Re-architect builder system to address existing constraints

tdcox commented 5 years ago

I propose that we look at re-architecting the builder system to increase the performance of the main build, add flexibility for third party extensions and to address the following issues:

We aren’t updating our builders enough, so they all generate hundreds of CVE errors due to out of date dependencies.
We don’t have a good mechanism for versioning builders so we end up with production applications that we can’t re-release without being forced to deal with breaking changes derived from updated dependencies in builders. It will be necessary to be able to pin builder versions for extended support periods for corporate customers and to have multiple versions of builders available in parallel.
Theoretically, some dependencies may get removed from the web in future and we would not be able to enable users to continue to run code based on the last known good release of those dependencies under the current system.
There are scenarios where we will need to support multiple flavours of a particular type of builder due to conflicting combinations of shared dependencies. The python builders are already running up against this.
Some builder families like machine-learning are large and really require multiple flavours to address commonly used groups of shared dependencies. For example, a given version of pytorch or tensorflow requires a specific version of python, CUDA, nVidia driver libraries etc., and there are breaking changes between these versions.
It is currently hard to facilitate third parties maintaining builder extensions within the platform as updates to these are tied to the platform release process.

tdcox commented 5 years ago

@abayer

abayer commented 5 years ago

So I've come to believe that machine learning is a canary in the coal mine - the ML/ML GPU builders eat up close to half of image build time, and even the changes I've been making to use base images isn't really helping.

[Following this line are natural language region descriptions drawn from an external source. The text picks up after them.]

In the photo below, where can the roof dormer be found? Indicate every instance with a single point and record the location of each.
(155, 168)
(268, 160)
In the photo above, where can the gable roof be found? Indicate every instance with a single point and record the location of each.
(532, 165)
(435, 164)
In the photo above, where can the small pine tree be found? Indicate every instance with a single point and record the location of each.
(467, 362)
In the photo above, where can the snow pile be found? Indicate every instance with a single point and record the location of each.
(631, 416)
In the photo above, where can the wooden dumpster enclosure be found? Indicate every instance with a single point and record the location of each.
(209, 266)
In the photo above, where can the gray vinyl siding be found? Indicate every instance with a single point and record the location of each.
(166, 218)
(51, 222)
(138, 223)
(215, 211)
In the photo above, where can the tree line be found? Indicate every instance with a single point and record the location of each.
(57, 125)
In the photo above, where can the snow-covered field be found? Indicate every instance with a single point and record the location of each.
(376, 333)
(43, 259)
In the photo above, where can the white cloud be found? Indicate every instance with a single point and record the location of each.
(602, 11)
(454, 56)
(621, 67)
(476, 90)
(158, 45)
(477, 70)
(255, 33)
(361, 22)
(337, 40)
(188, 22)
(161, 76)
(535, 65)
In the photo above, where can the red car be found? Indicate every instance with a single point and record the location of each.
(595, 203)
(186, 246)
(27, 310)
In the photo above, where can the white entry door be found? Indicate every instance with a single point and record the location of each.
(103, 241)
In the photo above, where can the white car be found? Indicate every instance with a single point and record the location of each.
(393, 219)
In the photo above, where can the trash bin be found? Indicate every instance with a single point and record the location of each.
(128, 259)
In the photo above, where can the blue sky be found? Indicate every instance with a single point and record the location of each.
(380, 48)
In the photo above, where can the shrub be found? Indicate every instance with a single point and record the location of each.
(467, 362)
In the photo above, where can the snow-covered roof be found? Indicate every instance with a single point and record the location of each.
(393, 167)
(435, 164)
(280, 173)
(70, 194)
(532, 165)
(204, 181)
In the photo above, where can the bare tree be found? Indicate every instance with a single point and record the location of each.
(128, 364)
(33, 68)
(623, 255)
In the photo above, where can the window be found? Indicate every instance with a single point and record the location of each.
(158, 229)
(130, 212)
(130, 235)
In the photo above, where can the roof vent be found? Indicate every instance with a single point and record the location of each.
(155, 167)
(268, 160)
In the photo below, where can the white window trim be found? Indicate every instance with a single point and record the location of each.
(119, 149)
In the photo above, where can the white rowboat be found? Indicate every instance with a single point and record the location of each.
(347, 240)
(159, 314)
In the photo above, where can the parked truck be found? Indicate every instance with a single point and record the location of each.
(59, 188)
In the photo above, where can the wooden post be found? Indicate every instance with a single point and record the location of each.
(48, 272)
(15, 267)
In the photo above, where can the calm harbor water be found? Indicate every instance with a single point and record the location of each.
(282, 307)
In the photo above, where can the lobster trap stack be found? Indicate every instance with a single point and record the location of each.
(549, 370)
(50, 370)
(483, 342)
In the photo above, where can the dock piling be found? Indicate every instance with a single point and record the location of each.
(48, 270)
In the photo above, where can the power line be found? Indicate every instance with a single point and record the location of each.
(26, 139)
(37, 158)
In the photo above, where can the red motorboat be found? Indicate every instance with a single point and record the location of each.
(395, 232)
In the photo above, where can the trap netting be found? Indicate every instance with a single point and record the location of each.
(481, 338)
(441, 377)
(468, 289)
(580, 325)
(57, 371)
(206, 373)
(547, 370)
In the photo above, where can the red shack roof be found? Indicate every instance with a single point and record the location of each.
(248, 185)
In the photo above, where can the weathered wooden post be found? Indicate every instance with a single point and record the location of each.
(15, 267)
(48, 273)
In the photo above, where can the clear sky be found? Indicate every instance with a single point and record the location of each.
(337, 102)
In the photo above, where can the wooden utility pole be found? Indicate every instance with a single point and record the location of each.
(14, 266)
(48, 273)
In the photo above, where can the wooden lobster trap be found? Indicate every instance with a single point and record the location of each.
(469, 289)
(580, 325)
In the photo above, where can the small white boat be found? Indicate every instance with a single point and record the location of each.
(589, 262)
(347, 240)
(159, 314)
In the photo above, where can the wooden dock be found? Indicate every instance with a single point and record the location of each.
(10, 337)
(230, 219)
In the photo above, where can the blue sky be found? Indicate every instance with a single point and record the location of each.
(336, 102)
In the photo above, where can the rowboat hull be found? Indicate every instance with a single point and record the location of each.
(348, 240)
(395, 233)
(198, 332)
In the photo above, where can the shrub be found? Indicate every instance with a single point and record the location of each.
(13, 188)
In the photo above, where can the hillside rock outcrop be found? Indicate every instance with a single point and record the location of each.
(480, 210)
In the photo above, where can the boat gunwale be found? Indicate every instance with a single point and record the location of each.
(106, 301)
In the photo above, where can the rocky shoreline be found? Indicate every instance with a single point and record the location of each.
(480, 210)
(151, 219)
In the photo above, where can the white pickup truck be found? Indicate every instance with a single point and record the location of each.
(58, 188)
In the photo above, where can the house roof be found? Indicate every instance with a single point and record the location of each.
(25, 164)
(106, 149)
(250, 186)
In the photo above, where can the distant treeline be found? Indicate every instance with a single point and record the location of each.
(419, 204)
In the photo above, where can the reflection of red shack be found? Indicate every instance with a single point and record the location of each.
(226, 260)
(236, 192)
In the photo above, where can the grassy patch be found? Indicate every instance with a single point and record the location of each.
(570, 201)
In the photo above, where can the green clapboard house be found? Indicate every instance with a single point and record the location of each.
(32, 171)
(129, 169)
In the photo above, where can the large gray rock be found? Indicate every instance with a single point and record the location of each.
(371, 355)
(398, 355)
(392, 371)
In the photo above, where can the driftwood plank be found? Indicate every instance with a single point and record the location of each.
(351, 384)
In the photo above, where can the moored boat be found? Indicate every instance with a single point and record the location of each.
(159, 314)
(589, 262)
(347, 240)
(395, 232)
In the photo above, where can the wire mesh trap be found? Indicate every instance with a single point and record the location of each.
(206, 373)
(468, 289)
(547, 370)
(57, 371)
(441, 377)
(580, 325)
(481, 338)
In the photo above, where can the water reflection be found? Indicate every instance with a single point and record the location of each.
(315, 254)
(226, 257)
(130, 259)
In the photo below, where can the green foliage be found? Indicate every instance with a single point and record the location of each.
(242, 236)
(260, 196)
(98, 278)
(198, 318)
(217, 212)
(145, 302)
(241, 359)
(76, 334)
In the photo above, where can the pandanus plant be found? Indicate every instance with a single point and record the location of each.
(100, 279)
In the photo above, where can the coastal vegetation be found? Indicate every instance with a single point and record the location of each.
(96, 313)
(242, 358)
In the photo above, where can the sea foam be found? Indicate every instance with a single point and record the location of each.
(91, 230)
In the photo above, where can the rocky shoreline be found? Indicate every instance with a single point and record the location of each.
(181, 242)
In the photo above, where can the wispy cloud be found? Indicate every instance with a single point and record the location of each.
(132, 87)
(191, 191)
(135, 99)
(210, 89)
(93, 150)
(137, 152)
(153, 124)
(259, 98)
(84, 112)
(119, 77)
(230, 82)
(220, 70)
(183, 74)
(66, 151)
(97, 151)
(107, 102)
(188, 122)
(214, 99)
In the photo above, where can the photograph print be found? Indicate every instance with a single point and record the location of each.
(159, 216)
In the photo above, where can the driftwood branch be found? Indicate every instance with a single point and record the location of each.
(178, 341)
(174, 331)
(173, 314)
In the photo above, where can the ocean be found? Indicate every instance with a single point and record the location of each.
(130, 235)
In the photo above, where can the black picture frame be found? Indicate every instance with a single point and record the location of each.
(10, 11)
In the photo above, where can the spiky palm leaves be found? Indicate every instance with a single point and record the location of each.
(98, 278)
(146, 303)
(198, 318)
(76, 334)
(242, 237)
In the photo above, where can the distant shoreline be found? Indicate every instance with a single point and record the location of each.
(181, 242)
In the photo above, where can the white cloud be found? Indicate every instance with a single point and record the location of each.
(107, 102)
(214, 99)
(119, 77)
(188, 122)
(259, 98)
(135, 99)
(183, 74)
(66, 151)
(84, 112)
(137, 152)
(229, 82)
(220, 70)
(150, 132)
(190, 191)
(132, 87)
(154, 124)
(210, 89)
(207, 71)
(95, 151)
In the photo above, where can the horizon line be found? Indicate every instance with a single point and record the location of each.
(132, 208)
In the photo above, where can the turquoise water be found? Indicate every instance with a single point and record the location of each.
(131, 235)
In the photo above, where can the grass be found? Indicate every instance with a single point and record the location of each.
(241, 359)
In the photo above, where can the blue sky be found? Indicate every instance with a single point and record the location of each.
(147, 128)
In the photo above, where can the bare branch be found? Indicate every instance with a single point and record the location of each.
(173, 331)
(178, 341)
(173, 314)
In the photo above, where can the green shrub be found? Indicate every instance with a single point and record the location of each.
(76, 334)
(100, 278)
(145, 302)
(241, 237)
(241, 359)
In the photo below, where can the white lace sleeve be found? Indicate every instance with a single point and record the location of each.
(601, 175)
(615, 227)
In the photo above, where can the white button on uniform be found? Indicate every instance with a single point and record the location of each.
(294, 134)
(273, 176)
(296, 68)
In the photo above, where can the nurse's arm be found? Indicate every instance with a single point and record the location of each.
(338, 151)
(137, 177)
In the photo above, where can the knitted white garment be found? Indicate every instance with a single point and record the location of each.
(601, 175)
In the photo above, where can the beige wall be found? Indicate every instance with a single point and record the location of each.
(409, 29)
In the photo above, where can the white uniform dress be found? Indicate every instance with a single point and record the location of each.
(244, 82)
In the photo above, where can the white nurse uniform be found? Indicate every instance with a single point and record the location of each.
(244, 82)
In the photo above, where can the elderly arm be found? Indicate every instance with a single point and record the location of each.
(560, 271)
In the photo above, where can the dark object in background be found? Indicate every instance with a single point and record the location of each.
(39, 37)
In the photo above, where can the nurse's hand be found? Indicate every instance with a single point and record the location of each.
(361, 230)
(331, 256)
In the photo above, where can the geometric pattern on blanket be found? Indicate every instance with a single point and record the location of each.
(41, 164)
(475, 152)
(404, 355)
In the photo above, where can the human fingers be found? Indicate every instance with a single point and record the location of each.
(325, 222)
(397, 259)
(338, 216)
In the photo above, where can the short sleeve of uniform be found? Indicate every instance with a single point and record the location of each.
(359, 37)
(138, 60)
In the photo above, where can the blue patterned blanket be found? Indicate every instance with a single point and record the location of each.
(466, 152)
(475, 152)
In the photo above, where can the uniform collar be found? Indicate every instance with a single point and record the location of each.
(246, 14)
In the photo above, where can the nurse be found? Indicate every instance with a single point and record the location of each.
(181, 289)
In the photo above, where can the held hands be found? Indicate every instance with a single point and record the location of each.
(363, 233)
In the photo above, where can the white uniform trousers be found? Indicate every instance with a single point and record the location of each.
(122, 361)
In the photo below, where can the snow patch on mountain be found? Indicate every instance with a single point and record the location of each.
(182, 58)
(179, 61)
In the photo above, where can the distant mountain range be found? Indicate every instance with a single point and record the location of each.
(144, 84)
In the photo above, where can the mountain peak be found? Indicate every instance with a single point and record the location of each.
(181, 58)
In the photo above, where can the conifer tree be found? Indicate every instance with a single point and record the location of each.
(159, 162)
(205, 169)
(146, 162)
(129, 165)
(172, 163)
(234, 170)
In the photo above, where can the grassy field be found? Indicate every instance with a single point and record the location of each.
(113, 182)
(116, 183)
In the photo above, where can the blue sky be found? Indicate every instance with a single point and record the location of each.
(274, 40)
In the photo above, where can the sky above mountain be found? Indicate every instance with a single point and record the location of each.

Kaniko seems to cause node instability issues at the scale of the ML builder images as well, which is...fun. But it's not just ML, it's the whole architecture, as @tdcox says here. For example, right now, we've been stuck in a weeklong cascade of release process issues that require fixing in jx, changes propagating through jenkins-x-builders, updates to jenkins-x.ymls, then jenkins-x-platform, etc - the turnaround time for a one-line change in jx is ages. This just doesn't work.

We need to be able to have builders updated independently of the jx binary in some way. @tdcox has an idea around a volume containing jx that gets mounted in via the pod template (or some alternative approach), but I honestly don't have an opinion on how we fix this, just that we absolutely must fix this.

cc @pmuir @garethjevans @jstrachan @rawlingsj

abayer commented 5 years ago

I'm not sure about the volume approach - for builders, I suppose we could add something to jenkins-x-versions that defined the jx binary version, and then at the beginning of each pipeline execution, create a volume for that pipeline, downloading the appropriate jx binary to it, and then mounting that volume into the pod and containers, but I'm not sure if that works well. We definitely can't do a shared volume across the cluster, so it would have to be a per-pipeline volume. And even if that worked, we'd have to do something else for controllers.

My gut instinct is for adding the desired jx binary version to jenkins-x-versions somehow, adding a flag to jx upgrade cli like --from-version-stream that decides the version to upgrade to by looking in the version stream, baking a jx binary in (one that we'd change very rarely), and then running jx upgrade cli -b --from-version-stream at container init time. Thoughts?

tdcox commented 5 years ago

Architecturally, you are dealing with a caching problem against multiple dependencies. At the moment, you are doing all the assembly at source then moving the cached copy out to where it is consumed.

You could move the full assembly to the extreme opposite end of the operation and do it as a part of each customer build operation but then you are taking the delay that you are trying to avoid and giving it to every customer multiplied by the number of builds they run. Not good.

The best avenue is probably to look at creating intermediate assemblies at source and then shipping these to the customer for one-off assembly and local caching at platform upgrade time.

This is only going to work if you can separate rapidly changing elements (jx) from slowly changing elements (python 2.7) and cache the intermediate stages. Otherwise you are still going to have to build all the images to run your end-to-end testing.

On top of this, we need a mechanism that supports many more combinations of dependencies and allows for more frequent updates of base container images (to cope with CVE patching on OS and tooling) and also permits more variations of dependencies across time (python 3.6, pytorch 1.0.1, CUDA 9 vs python 3.7, pytorch 1.1.0, CUDA 10.1 for example).